OdpowiedzUsuńKto nie medytuje, ten może zacząć :)
http://silarownowagi.blogspot.com/p/kurs-medytacji-on-line.html
Fajna poduszka :) widzę, że nie tylko Ty ją testujesz ;)
OdpowiedzUsuńJa osobiście uwielbiam poduszkę z łuskami gryki. Śpię na niej i nie wyobrażam sobie zamienić jej na żadną inną!

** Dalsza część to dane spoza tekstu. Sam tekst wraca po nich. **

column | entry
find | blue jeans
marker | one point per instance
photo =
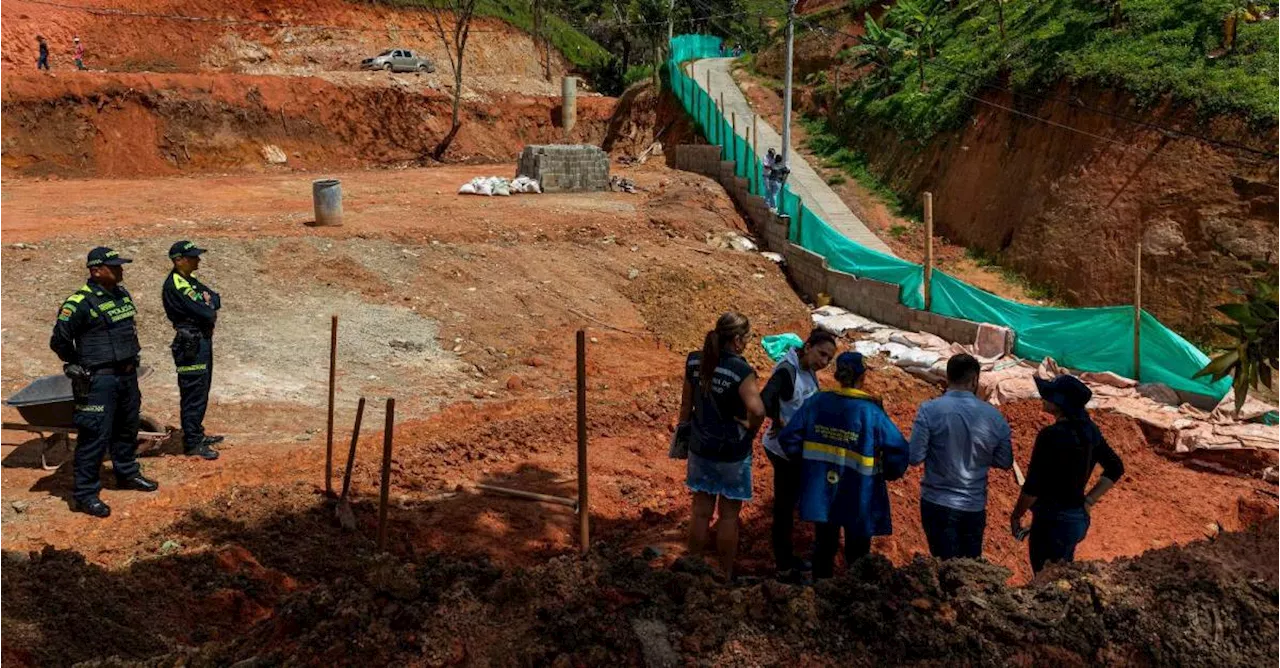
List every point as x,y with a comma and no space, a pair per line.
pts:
1055,534
771,192
952,534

Poduszeczka jest przepiękna! Chciałabym mieć poduszkę z łuskami gryki ale taką standardową do łóżeczka do spanka :))).
OdpowiedzUsuńBoszee jaka cudna, Kochana dzięki za ten pościk, bardzo się przyda, bo muszę zakupić sobie zestaw do medytacji,a ten baaardzo mi się podoba! :*
OdpowiedzUsuńDziękuję za odwiedziny i zamieszczony komentarz. Jeśli masz blog, na pewno do Ciebie zajrzę.